Once inside, start drinking right away as this helps make the process
easier. The more wasted you are the more creative you may become with
the ingredients. To make Ex-Boyfriend Stew, fill his bathtub halfway with
hot water and add the following:
- The black silk boxers he wore the first night the two of you slept
together. Shred well. Remind your friends how erotic it was to have
that soft fabric rub against your bare stomach and how his hard dick
popped out indiscreetly to meet you. Tell them it was really small,
especially Ruthie who is a known gossip.
- Add the ripped out pages of "Leaves of Grass" by Whitman that he claimed
to like to impress you. You gave him a copy for his birthday and he
put it on a forgotten shelf. Have Harry do this step because he hates
poetry too.
- Throw in the overalls he would wear around the house with nothing
on beneath. Blend in the memory of how you would slip your hands inside
and jerk him off until he would toss you on the bed and fuck you like
an animal. Make sure to mention he came too fast. Give Ruthie another
beer.
- Send Susan for wine coolers while you and the gang shell and halve
his extensive Broadway showtunes cd collection. Stir in the iridescent
sections for color.
- For froth, squirt in his entire bottle of Paul Mitchell shampoo.
The smell will remind you of his dark hair running between your fingers,
but you are stronger now and don't shed a tear. Have a Passion Fruit
wine cooler.
- Turn all the love notes you left for him into brilliant confetti.
With these missives out of his possession he will have no evidence of
your once-upon-a-time feelings for him. Keep the poems you wrote to
him, change the name and give them to the next boyfriend.

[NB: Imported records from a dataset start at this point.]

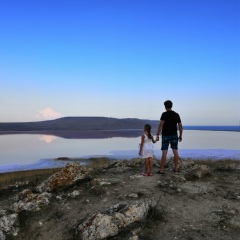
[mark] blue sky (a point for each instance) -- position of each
(120, 59)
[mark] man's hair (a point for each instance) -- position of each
(168, 104)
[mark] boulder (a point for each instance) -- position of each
(29, 201)
(2, 235)
(228, 167)
(65, 178)
(197, 172)
(74, 193)
(105, 181)
(183, 165)
(9, 224)
(112, 221)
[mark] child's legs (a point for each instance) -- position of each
(146, 165)
(150, 164)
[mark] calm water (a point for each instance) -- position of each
(28, 151)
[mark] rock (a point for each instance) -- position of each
(119, 169)
(197, 172)
(125, 164)
(2, 236)
(134, 238)
(183, 165)
(136, 176)
(112, 221)
(228, 167)
(29, 201)
(103, 181)
(2, 212)
(74, 193)
(133, 195)
(65, 178)
(9, 224)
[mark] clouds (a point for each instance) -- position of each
(48, 113)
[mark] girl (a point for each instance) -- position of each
(146, 149)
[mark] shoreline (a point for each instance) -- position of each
(199, 202)
(91, 161)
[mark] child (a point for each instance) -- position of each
(146, 149)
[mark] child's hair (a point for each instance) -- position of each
(147, 128)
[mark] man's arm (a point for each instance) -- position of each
(180, 131)
(160, 129)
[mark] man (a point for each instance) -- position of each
(168, 128)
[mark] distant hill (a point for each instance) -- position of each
(78, 124)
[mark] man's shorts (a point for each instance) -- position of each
(172, 139)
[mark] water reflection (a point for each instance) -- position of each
(22, 149)
(47, 138)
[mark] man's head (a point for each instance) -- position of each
(168, 104)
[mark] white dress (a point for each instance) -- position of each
(147, 147)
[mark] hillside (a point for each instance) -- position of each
(78, 123)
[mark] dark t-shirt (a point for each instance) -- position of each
(170, 119)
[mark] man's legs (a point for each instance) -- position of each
(176, 157)
(163, 162)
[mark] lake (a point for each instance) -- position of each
(31, 151)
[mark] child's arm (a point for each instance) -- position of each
(154, 140)
(141, 145)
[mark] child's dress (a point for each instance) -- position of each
(147, 147)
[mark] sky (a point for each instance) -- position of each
(120, 59)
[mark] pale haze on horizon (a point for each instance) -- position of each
(120, 59)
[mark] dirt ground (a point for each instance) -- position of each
(207, 208)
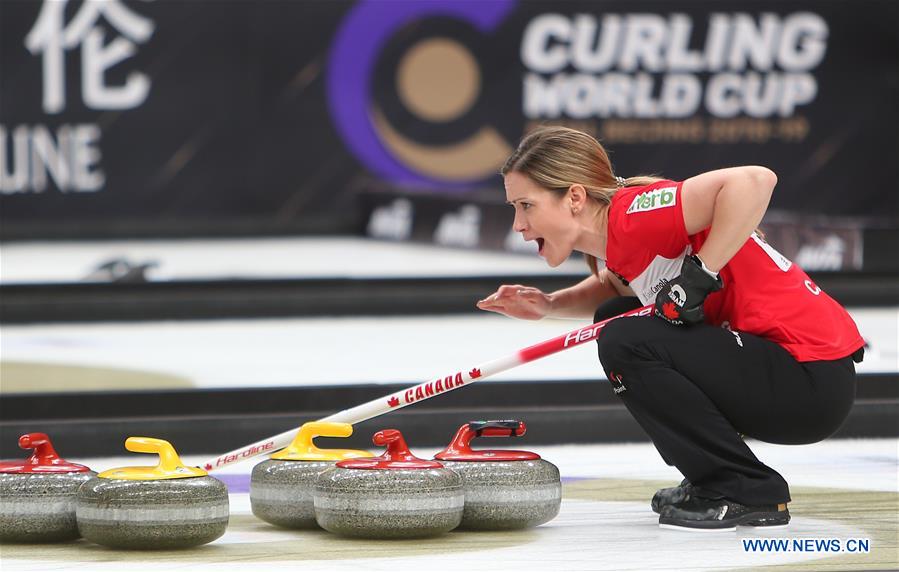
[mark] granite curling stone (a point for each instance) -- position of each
(37, 495)
(396, 495)
(167, 506)
(281, 488)
(504, 489)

- Toss in the answering machine with the mysterious voice saying, "When
are you free, Larry? Last night was so much fun. When are you going
to break it off with that bitch?" Make sure to unplug it first.
- Optional Ingredient: The shirt he wore when he gave you the tried
and true lets-just-be-friends speech and the watch he kept glancing
at as he ended it over cappuccino.
- Stir well.
For added flavor, fill the bottom of his refrigerator with tuna fish.
The smell will last longer than your relationship. Make an overseas call
to Japan to check the time. Forget to hang up. Have another wine cooler,
have two. Lie on his bed and cry drunkenly into his sheets complaining
about how screwed over you were. Get sympathy from your friends who are
not quite as drunk as you, except Ruthie. They will tell you that they
still love you, but it isn't the same. Take one of every shoe and sock
and put them in a bag and dump it in the trash on the way home. Have Harry
drive because he didn't drink that much. Go out to a bar and continue
drinking. Wake up next to your new boyfriend. Plan to make this one better
than the last.
Serves six.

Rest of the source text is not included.